Aim 3: Implementing EITs

  • In order to implement EITs, the QC manager carrying out Full-chart Comprehensive Data Validation is not informed of the schedule or time for EITs or the type of errors to be introduced.
    • Furthermore, the QC manager is blinded from knowing where/which charts the errors are injected into.
    • The site PI can inject errors into the charts assigned to the QC manager for full chart validation.
    • These errors are intentionally injected and recorded so that even if the QC manager does not detect them, they are changed and recorded in the comment bubble as QC:Error injection test to distinguish them from non-intentional errors natural to the process.
    • The EIT will allow for an unbiased error catch rate and error miss rate.
  • The type of errors introduced should be realistic.
    • Using the errors often discovered in non-test settings, the comment bubbles should be used to determine “real-case” errors often introduced in the registry. These real-case errors should guide the creation of the types and locations of intentional errors used in EITs.

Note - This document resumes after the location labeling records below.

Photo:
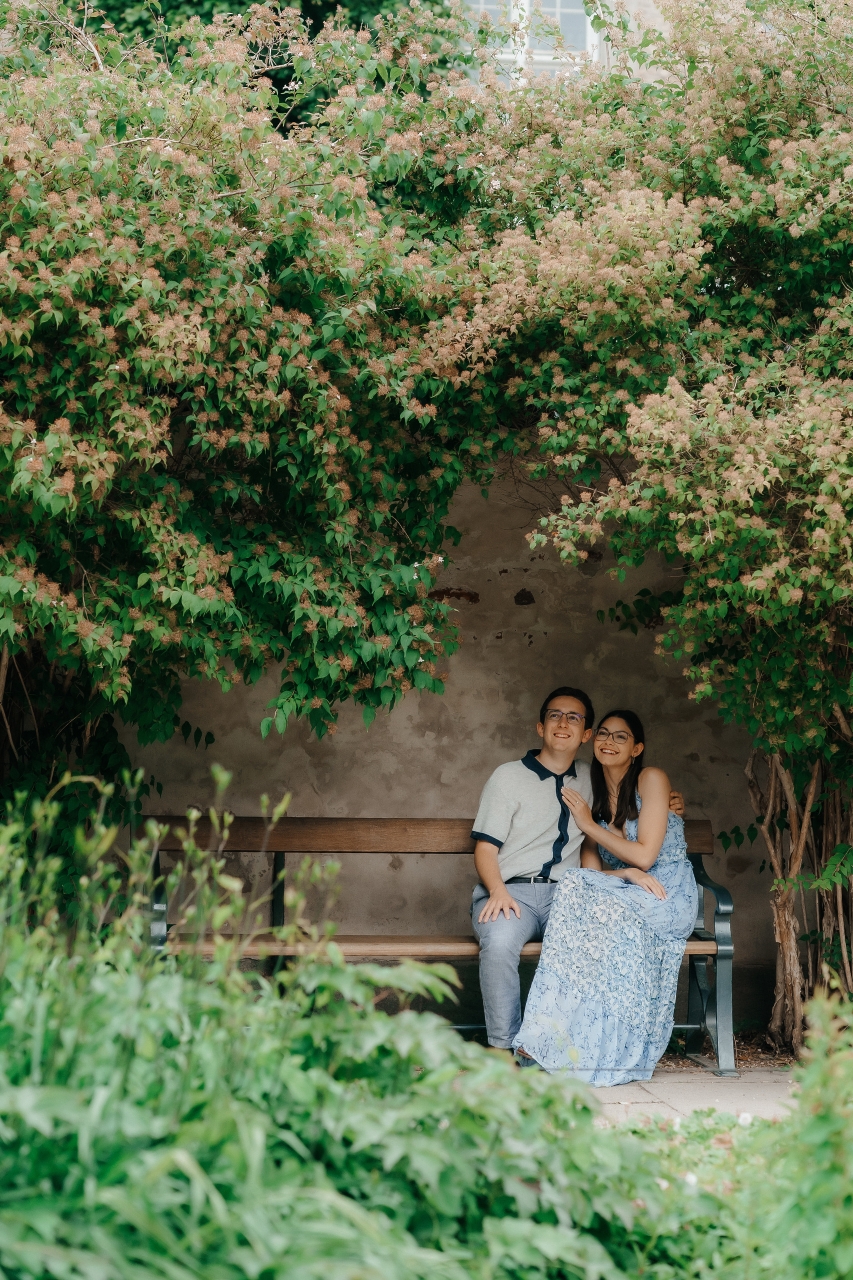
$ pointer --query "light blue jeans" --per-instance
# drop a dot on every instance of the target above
(501, 944)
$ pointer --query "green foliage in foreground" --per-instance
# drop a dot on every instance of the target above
(170, 1118)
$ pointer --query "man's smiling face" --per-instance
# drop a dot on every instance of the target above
(565, 727)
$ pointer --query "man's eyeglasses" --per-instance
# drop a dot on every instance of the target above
(555, 717)
(619, 736)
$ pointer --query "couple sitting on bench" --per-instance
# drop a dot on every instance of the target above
(592, 859)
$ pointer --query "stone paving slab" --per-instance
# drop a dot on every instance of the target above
(757, 1092)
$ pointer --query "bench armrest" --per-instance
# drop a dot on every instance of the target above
(723, 909)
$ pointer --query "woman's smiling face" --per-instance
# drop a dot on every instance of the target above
(614, 744)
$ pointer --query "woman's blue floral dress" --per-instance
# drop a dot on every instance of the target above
(602, 1000)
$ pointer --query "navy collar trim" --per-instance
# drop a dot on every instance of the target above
(536, 766)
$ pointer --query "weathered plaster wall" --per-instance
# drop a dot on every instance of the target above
(433, 754)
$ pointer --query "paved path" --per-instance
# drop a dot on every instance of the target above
(758, 1091)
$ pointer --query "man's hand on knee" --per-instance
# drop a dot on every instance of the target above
(500, 901)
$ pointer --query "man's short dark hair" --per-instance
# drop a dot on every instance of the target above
(566, 691)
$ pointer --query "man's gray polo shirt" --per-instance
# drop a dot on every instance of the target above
(523, 814)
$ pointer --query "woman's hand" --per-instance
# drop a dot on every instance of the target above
(634, 876)
(580, 810)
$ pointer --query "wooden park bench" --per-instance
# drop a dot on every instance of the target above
(366, 840)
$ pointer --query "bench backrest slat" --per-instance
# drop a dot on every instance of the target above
(373, 835)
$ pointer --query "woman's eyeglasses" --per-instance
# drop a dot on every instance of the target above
(619, 736)
(555, 717)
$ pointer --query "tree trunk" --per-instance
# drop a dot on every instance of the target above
(785, 842)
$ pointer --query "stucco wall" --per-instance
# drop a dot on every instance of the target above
(433, 754)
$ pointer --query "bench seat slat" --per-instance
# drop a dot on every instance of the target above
(410, 947)
(369, 835)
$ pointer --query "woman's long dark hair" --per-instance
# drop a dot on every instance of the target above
(626, 800)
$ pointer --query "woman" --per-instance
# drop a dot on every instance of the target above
(603, 995)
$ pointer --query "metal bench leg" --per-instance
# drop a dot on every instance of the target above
(698, 992)
(158, 928)
(720, 1018)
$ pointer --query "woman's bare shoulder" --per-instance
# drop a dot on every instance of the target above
(652, 781)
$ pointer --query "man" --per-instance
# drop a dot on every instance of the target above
(525, 840)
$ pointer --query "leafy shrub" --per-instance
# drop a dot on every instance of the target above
(170, 1118)
(164, 1116)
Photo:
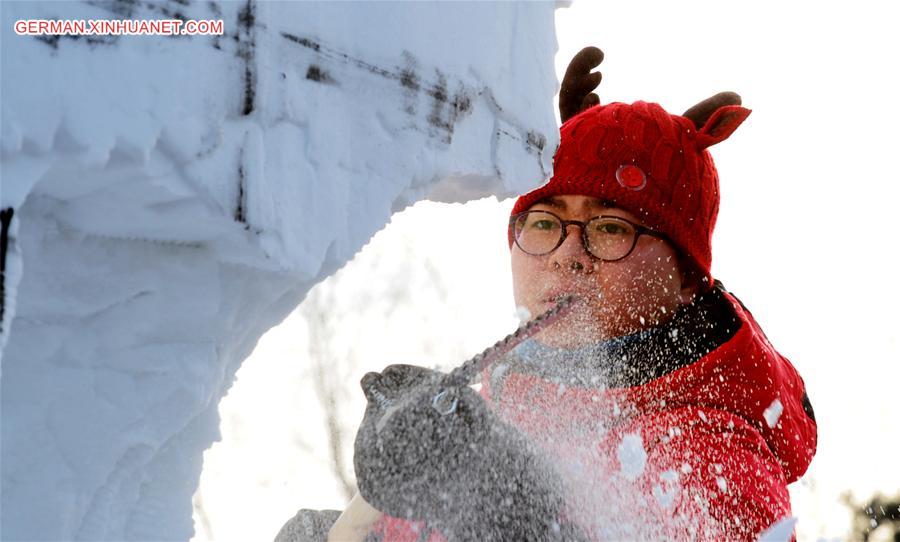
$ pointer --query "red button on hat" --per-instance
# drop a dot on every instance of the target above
(631, 177)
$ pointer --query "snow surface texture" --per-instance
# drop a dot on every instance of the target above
(172, 198)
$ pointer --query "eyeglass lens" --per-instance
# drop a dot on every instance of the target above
(608, 238)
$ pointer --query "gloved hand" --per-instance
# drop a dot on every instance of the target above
(450, 462)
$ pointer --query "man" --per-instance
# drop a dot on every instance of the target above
(656, 409)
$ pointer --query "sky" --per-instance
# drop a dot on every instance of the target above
(804, 238)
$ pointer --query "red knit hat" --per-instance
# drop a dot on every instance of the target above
(648, 162)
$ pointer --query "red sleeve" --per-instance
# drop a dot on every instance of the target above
(712, 476)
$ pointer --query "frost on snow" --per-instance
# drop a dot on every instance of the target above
(172, 198)
(773, 413)
(632, 456)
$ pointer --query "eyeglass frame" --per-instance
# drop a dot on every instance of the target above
(638, 231)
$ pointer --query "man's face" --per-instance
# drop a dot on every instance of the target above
(615, 298)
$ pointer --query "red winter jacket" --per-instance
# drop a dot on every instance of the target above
(703, 451)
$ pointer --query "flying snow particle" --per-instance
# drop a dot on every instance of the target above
(632, 456)
(772, 413)
(780, 532)
(666, 491)
(723, 485)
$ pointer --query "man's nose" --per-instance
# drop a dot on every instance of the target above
(571, 255)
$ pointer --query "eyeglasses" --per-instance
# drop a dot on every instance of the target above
(607, 238)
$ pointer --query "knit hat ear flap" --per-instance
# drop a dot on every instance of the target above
(721, 124)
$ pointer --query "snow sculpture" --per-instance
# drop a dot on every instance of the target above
(167, 199)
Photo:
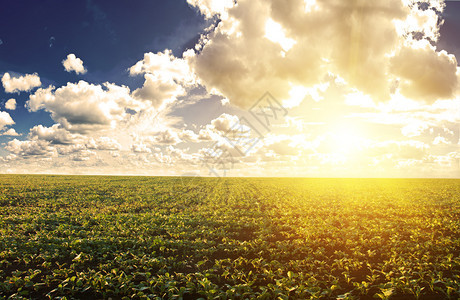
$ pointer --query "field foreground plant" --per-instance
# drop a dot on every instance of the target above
(93, 237)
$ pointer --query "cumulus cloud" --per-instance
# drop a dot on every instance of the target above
(11, 132)
(210, 8)
(54, 134)
(365, 43)
(5, 119)
(10, 104)
(83, 106)
(159, 90)
(73, 63)
(30, 148)
(104, 143)
(166, 77)
(424, 73)
(140, 148)
(21, 83)
(409, 149)
(167, 137)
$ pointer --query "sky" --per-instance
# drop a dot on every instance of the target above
(311, 88)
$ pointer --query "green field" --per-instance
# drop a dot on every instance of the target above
(93, 237)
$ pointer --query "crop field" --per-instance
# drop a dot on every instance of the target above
(95, 237)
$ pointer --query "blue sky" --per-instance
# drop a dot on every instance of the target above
(156, 87)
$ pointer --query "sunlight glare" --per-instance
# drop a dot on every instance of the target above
(275, 33)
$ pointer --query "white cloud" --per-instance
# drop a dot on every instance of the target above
(424, 73)
(54, 134)
(159, 90)
(5, 119)
(166, 78)
(10, 132)
(21, 83)
(440, 140)
(73, 63)
(167, 137)
(85, 107)
(10, 104)
(30, 148)
(210, 8)
(359, 41)
(140, 148)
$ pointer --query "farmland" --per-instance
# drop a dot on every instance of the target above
(95, 237)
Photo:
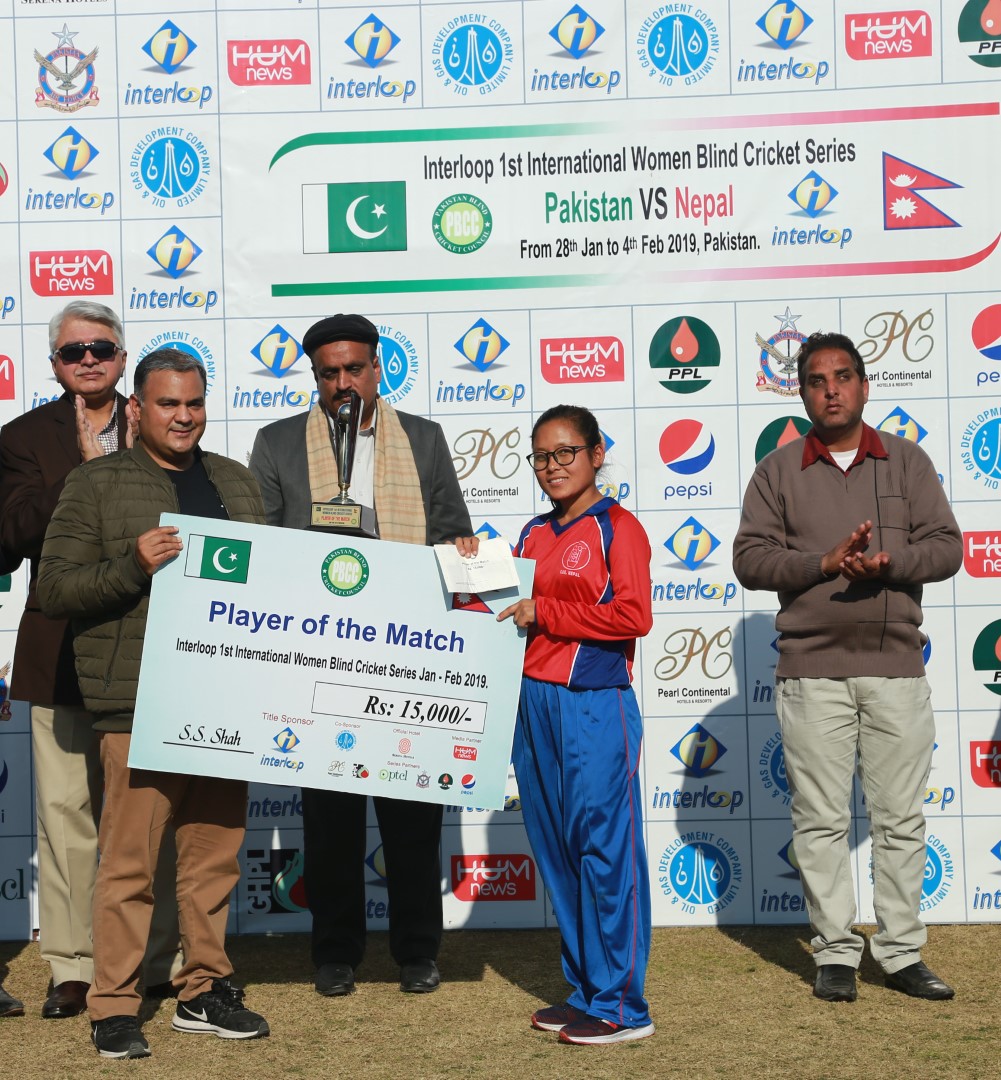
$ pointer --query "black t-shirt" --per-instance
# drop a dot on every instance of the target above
(195, 493)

    • The QC manager is blinded to the specifics of the EITs to avoid QC protocol ‘over performance’ such as spending extra time and energy on validating the data in a patient chart just because a test is taking place.
    • This would lead to biased inflation of error detection rates and would not reflect true normal procedures/efforts.
    • Therefore, results would not allow for informing actual improvement measures.
  • Intentionally injected errors are well-documented in type, error, location and what the correct data element code should be.
    • Once the QC manager has finished validating all of the charts that have had an error intentionally injected, the site PI can unblind the test to the QC manger.
  • With the tracking system and log, basic data wrangling skills in R can be used to determine which intentional errors were caught and corrected, and which were missed. All missed errors will be systematically corrected and commented on as EIT errors.
    • An error detection rate and error catch rate can then be calculated.
    • QC review sessions where errors and EIT results are discussed may help improve training and site performance.
    • Trends in detection/miss rates should inform if improvements occur over time with each EIT carried out.
      • A followup monograph in this series will focus on using R and data wrangling skills to obtain metrics on QC as well as EITs.